The ACA requires the establishment of online insurance exchanges -- administered by the states, the federal government or both in a partnership.
The requirement for exchanges is one of many changes being brought on by the ACA, also known as Obamacare. Others include prohibiting lifetime dollar caps on hospital stays and covering certain preventative procedures (like mammograms and colonoscopies) without charging deductibles or co-pays. On the first of the year additional insurance taxes will go into effect hitting high-income earners, including charging a 3.8 percent Medicare tax on unearned income. And at the start of 2014 the insurance mandate goes into effect, charging a penalty for most uninsured individuals, which means more customers in the insurance market.
Hospital networks that have publicly announced intentions to get into the insurance market or are expanding their current limited offerings include Atlanta-based Piedmont Healthcare and WellStar Health; Sutter Health of Sacramento, Calif.; the North Shore-Long Island Jewish Health System of Manhasset, N.Y.; MedStar Health of Columbia, Md., and Indiana University Health.

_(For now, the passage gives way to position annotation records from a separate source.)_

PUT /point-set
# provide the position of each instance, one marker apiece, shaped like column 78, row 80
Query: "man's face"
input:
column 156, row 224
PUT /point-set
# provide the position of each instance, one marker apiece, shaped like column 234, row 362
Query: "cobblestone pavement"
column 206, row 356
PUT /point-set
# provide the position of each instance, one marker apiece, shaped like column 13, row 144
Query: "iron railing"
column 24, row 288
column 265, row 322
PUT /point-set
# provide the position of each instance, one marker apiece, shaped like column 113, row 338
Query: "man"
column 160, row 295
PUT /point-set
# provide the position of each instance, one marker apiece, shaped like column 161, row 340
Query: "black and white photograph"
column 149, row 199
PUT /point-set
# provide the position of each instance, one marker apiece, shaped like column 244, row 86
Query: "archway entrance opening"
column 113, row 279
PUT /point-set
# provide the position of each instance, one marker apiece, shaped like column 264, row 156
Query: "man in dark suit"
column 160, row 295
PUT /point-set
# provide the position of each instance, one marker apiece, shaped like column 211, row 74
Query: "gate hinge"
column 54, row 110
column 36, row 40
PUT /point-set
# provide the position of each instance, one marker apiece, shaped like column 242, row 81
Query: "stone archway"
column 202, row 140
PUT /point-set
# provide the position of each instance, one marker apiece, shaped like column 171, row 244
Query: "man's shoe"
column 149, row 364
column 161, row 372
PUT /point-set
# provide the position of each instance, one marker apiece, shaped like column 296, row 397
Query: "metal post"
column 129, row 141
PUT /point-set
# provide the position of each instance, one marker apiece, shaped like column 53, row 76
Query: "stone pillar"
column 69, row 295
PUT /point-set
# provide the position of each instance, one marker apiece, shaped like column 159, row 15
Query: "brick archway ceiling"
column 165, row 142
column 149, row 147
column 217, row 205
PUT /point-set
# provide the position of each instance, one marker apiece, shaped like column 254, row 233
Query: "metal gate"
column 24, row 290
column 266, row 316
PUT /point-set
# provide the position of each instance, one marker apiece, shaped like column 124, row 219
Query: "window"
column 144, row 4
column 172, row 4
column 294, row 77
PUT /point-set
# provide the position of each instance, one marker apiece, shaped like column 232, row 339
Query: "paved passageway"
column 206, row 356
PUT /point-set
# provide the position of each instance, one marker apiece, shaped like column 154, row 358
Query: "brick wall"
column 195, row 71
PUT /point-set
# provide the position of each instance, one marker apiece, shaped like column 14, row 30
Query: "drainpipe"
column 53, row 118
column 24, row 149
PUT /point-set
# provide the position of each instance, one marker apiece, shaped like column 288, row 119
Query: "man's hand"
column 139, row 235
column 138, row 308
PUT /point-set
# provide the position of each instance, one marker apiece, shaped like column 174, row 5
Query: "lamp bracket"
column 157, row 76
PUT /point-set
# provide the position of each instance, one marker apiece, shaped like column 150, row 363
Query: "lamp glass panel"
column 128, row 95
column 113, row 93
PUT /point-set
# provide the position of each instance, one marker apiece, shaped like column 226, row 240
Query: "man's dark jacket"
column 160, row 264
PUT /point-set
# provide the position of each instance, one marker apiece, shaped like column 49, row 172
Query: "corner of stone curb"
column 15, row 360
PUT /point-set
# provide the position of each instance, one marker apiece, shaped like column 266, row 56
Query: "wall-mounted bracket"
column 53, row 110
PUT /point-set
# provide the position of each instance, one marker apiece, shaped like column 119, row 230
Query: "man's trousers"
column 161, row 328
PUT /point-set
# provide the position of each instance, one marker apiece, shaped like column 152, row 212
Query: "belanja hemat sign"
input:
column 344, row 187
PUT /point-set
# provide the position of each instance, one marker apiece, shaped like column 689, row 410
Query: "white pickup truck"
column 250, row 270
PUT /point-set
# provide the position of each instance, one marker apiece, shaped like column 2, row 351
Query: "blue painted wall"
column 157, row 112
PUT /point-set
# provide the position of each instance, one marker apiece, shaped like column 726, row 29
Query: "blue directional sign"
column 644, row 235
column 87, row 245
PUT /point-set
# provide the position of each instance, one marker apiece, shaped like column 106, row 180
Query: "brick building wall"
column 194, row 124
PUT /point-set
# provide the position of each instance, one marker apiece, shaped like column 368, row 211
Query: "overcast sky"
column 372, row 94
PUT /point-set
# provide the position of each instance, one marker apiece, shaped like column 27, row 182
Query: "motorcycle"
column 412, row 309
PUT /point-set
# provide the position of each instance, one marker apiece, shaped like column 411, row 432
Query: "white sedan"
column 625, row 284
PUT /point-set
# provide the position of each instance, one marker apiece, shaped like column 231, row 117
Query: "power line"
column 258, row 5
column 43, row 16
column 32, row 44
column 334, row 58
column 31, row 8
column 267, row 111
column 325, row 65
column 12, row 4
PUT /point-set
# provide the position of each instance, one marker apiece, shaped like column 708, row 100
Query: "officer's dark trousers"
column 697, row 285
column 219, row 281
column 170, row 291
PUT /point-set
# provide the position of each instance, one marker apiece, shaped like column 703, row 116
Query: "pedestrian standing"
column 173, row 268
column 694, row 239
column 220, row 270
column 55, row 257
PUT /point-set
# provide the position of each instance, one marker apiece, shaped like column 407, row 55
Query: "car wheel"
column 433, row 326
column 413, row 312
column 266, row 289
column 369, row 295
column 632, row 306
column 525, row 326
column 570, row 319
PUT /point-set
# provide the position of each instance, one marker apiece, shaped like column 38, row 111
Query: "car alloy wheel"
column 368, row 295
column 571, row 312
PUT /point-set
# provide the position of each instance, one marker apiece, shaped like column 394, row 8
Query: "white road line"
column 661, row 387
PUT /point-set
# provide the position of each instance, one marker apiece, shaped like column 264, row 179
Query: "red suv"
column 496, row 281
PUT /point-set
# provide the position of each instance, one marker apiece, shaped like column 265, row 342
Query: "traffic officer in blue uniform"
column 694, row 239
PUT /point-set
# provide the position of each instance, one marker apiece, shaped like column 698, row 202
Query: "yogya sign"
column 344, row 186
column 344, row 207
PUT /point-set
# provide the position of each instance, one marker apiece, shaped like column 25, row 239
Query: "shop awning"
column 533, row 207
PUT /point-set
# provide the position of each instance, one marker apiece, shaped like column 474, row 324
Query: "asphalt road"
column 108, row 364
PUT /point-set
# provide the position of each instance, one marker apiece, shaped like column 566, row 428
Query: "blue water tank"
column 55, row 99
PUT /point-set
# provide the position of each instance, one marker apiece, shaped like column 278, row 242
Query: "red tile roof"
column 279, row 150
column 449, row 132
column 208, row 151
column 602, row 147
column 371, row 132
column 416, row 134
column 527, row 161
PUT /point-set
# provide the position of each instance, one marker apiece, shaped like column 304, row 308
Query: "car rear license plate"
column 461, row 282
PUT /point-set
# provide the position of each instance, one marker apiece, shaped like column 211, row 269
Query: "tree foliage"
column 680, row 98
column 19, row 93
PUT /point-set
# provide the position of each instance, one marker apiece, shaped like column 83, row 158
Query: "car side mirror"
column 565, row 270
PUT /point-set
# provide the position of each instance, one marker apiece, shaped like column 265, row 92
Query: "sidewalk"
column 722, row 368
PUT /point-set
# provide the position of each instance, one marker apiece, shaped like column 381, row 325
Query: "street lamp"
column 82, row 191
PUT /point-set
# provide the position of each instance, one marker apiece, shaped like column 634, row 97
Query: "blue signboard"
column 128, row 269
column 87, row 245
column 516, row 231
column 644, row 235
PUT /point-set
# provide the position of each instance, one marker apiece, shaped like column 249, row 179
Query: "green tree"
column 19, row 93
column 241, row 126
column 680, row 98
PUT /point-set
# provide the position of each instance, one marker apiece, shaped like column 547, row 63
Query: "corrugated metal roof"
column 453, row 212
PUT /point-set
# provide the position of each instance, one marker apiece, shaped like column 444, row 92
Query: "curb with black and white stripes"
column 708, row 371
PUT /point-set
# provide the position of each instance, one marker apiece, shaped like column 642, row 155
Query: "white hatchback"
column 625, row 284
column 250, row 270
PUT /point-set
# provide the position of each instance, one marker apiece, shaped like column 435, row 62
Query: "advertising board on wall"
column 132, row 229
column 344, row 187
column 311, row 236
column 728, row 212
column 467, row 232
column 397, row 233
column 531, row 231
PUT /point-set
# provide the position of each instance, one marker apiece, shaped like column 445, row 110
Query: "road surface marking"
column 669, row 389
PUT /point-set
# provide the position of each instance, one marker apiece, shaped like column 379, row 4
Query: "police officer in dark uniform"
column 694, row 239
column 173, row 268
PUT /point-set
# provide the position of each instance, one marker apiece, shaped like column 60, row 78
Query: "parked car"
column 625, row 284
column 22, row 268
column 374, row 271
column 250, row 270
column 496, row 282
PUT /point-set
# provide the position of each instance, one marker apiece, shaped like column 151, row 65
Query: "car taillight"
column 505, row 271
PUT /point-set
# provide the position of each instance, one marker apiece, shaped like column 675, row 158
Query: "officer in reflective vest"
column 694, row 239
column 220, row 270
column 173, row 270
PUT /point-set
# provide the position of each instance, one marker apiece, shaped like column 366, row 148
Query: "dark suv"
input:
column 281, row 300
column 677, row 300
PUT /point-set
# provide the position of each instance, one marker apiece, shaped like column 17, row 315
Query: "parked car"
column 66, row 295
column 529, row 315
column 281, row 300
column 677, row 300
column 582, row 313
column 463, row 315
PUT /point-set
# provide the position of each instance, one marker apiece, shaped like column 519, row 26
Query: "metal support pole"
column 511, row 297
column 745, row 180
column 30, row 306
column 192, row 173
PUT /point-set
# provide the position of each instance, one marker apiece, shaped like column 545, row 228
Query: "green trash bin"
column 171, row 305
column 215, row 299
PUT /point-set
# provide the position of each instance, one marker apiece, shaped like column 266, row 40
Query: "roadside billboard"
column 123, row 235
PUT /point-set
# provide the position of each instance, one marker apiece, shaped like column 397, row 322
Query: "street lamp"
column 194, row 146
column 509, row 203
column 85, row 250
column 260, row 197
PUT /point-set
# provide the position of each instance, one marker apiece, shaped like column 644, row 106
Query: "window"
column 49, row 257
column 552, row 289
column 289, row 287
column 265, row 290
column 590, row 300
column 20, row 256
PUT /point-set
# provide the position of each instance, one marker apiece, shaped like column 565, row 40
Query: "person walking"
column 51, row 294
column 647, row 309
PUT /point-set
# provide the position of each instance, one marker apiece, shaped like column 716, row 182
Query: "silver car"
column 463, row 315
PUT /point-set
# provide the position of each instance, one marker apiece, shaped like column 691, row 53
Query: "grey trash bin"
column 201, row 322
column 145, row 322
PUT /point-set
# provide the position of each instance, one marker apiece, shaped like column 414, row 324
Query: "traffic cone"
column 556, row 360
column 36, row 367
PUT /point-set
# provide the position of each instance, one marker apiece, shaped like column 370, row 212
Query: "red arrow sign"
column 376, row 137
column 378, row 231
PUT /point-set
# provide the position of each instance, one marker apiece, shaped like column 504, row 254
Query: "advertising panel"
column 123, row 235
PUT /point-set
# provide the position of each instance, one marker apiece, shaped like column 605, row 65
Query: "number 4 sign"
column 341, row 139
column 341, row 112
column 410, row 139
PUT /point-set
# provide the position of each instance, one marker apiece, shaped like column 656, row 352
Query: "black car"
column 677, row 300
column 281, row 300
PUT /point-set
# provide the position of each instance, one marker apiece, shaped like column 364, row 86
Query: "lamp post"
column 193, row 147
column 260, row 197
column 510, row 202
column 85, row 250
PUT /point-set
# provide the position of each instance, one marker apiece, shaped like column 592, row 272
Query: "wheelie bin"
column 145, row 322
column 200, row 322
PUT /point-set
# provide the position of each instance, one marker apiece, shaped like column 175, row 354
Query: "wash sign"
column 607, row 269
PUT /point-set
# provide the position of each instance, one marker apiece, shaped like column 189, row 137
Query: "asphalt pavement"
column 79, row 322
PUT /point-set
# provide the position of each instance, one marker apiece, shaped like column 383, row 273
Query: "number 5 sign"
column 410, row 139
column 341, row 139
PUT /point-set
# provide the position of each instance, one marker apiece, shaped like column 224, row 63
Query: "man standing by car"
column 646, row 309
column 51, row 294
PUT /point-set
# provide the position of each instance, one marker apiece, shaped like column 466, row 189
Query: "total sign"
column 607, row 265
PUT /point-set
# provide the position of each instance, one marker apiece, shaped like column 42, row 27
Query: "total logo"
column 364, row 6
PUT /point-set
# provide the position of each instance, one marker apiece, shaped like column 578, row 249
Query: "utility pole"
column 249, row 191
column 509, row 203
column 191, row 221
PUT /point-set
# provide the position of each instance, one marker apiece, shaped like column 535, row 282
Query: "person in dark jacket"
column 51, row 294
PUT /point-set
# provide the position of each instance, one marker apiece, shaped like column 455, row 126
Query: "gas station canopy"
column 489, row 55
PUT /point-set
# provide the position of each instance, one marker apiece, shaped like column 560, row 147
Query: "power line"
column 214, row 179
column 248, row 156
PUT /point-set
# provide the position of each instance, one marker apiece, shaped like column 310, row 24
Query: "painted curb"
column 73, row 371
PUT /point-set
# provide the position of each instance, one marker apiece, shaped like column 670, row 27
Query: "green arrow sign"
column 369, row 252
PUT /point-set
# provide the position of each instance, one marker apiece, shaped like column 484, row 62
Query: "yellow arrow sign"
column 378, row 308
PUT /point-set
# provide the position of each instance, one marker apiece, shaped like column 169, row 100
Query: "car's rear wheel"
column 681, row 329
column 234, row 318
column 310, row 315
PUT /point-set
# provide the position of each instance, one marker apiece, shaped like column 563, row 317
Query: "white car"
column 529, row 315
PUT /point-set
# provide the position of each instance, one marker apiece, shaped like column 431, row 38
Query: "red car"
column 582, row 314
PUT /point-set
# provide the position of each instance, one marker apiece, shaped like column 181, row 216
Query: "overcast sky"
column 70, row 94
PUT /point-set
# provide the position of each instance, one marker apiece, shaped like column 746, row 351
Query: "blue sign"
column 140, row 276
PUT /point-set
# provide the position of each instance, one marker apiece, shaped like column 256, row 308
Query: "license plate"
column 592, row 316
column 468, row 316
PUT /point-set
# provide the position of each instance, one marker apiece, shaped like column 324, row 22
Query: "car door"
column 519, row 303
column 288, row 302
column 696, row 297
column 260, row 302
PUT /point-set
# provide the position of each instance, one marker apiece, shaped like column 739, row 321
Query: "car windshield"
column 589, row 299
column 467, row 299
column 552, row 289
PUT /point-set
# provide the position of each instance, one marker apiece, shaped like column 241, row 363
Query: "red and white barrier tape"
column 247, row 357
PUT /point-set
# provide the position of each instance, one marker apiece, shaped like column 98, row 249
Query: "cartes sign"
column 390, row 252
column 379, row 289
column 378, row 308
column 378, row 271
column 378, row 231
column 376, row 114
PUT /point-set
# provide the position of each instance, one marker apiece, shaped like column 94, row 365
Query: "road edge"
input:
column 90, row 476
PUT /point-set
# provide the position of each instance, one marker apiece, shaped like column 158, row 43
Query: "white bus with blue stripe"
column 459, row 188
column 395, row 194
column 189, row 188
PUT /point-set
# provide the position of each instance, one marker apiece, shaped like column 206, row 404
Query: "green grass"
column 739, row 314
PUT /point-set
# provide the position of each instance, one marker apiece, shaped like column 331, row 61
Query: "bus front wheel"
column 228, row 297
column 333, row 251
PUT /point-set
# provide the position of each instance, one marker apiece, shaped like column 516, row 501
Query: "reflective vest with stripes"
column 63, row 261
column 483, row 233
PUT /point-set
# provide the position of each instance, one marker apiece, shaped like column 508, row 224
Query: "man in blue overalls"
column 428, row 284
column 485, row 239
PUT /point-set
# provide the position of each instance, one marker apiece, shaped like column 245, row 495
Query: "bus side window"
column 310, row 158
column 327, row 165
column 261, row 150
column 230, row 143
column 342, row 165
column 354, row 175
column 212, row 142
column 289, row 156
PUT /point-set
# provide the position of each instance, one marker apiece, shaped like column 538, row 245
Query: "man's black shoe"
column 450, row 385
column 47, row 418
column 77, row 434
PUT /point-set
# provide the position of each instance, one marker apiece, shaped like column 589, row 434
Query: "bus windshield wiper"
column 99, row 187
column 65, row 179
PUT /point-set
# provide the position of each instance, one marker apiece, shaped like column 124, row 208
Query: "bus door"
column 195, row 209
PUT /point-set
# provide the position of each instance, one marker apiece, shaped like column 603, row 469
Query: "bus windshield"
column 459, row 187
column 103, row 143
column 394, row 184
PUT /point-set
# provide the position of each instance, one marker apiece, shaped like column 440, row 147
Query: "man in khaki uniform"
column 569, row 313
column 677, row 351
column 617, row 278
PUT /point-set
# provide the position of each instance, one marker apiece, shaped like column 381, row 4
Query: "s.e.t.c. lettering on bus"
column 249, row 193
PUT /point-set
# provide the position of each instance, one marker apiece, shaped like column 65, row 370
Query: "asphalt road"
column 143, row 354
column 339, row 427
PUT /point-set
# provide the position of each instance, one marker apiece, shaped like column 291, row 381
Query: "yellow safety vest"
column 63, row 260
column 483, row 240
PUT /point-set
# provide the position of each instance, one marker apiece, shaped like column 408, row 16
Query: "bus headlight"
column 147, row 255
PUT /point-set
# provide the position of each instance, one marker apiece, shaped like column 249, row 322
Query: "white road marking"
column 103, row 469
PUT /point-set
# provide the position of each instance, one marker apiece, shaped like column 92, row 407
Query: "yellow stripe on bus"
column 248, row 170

"We're broadening the reach of our delivery system," Gregory A. Hurst, Piedmont's interim chief operating officer, told the Wall Street Journal in a report Sunday that cited data suggesting about 20 percent of the top hospital systems are looking into providing insurance products.
The move comes as costs for both insurance and the health care it covers have been skyrocketing in recent years for both patients and providers. The largest factor in this price inflation has been the cost of hospital care caused by the general rising cost of health care products, increasing numbers of Medicare and Medicaid patients whose costs are only partially reimbursed by the government, an increase in charity care (providing treatment to those who can never pay off the full bill), an increase in costly advanced treatments, regulatory compliance costs and insurance against malpractice lawsuits.
Whatever can be said about the ACA, one thing is certain: Costs for insurance and for the care it covers have been soaring past many people’s ability to pay for either – even when hospitals offer cash discounts to avoid using health insurance altogether.
Between 1960 and 2010, the cost of health care has risen faster than other costs of living, such as home prices and gasoline, from 5 percent to 18 percent of national gross domestic product, according to data from the California HealthCare Foundation.
Meanwhile, the cost of family insurance plans rose 131 percent between 1999 and 2009, according to data from the Kaiser Family Foundation. In 2010, the per capita expenditure on health care was $8,402, up 72 percent from just a decade earlier. Average annual premiums paid this year were $5,615 for individuals and $15,745 for family plans even before out-of-pocket expenses are included.